Single by Bobby Goldsboro

from the album Summer (The First Time)
- B-side: "Childhood—1949"
- Released: June 29, 1973
- Recorded: April 11, 1973
- Studio: The Sound Shop, Nashville, Tennessee
- Genre: Pop
- Length: 4:37
- Label: United Artists Records
- Songwriter: Bobby Goldsboro
- Producers: Bob Montgomery and Bobby Goldsboro

Bobby Goldsboro singles chronology
| "With Pen in Hand" (1972) | "Summer (The First Time)" (1973) | "Hello Summertime" (1974) |

= Summer (The First Time) =

"Summer (The First Time)" is a song by American singer Bobby Goldsboro, recorded for his album of the same name and released as a single in June 1973. It was written by Bobby Goldsboro and produced by Goldsboro and Bob Montgomery.

==Background==
According to Bobby Goldsboro, the song was loosely based on something that happened to him with someone older, but not as romantic as that depicted in the song. The song was recorded largely as Goldsboro had envisioned apart from the piano riff that started the song and repeated throughout the song as well as the ending descending scale, which were written by his pianist conductor Timmy Tappan. The song was preceded by the sounds of ocean waves and seagulls, taken from a sound effect library. The label had wanted to remove these sounds to shorten the song, but Goldsboro insisted that they be kept.

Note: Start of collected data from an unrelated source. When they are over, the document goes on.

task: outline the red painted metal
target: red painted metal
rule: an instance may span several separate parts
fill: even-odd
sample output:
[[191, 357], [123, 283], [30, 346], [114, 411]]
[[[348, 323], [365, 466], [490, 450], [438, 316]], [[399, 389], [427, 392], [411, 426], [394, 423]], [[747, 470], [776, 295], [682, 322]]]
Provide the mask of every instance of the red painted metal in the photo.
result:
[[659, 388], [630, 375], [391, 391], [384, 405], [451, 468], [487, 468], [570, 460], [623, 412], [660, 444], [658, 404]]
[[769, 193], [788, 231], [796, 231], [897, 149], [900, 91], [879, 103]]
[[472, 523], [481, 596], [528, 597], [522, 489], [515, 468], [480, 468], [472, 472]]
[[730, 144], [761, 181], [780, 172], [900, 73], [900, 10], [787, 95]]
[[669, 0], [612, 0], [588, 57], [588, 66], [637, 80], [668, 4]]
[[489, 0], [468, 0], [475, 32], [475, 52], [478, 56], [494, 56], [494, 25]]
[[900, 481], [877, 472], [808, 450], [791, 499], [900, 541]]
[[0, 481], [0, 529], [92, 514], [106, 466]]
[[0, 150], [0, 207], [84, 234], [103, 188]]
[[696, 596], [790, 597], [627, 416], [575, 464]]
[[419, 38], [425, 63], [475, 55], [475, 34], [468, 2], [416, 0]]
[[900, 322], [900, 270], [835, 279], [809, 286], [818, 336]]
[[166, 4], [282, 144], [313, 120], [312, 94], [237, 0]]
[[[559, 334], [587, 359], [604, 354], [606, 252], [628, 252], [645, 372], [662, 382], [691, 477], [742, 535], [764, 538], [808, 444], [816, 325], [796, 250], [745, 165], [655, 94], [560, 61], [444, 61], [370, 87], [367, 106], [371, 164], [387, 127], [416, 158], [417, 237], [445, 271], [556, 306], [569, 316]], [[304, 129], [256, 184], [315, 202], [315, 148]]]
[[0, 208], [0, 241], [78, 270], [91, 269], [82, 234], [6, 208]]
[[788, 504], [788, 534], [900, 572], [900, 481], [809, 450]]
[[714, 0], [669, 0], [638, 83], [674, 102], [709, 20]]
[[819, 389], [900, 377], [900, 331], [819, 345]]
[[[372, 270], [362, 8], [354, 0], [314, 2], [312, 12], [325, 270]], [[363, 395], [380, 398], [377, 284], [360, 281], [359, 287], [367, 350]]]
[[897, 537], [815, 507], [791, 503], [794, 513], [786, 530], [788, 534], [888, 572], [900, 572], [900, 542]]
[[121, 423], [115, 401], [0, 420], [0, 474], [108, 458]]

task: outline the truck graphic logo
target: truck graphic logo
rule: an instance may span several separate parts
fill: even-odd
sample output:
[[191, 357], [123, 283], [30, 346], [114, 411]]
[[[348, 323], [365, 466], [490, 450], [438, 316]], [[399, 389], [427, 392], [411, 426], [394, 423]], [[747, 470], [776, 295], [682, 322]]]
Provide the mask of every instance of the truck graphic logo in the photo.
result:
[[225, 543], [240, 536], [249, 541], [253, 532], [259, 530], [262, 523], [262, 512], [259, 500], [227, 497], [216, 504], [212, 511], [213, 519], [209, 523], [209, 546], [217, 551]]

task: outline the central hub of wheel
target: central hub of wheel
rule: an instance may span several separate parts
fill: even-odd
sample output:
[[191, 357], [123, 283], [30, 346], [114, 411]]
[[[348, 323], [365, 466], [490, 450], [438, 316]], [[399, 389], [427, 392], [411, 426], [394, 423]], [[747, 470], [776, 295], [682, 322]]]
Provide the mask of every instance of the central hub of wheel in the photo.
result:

The song is about someone reminiscing about being a 17-year-old boy in his first romantic experience with a 31-year-old woman during the summer. Using a repeating piano riff, 12-string guitar, and an orchestral string arrangement (engineered by Ernie Winfrey), the song was suggestive enough to spark some controversy at the time. The sound of seagulls combined with the string arrangement at the start of the record, which last 57 seconds until the vocals come in, creates the impression of being on a beach in mid-summer. Whilst Goldsboro was writing the music, he and his band made a television appearance on The Tonight Show. During this appearance Goldsboro played part of the song on guitar when musician Tappan first played the piano riff that dominated part of the song.

It has been suggested that the musical theme of the song may have provided inspiration for Jean-Claude Borelly's 1975 hit "Dolannes Melodie".

==Chart history==
The song was Goldsboro's second UK hit recorded on United Artists Records UP35558 and peaked at number nine in the UK Singles Chart, spending 10 weeks in the UK chart. It reached number seven in Australia, and became a Top 40 Pop and Adult Contemporary hit in both the U.S. and Canada.

===Weekly charts===

| Chart (1973–74) | Peak position |
|---|---|
| Australia (Kent Music Report) | 7 |
| Canada Adult Contemporary (RPM) | 15 |
| Canada Top Singles (RPM) | 29 |
| Ireland (IRMA) | 16 |
| New Zealand (Listener) | 11 |
| Netherlands (Dutch Top 40) | 16 |
| UK Singles Chart | 9 |
| U.S. Billboard Hot 100 | 21 |
| US Adult Contemporary (Billboard) | 18 |
| US Hot Country Songs (Billboard) | 100 |
| US Cash Box Top 100 | 17 |

===Year-end charts===

| Chart (1973) | Rank |
|---|---|
| Australia | 79 |
| Canada | 162 |

==Cover versions==
Although the German song "Und Es War Sommer" (1976) by Peter Maffay covers the same subject as Goldsboro's song and parts of the song are a literal translation, it can not be considered as a cover, as the melody is different.

Millie Jackson recorded a cover of "Summer (The First Time)" as the closing track of her 1974 album, Caught Up. It was sung from the female perspective with only a few adjustments made to the lyrics.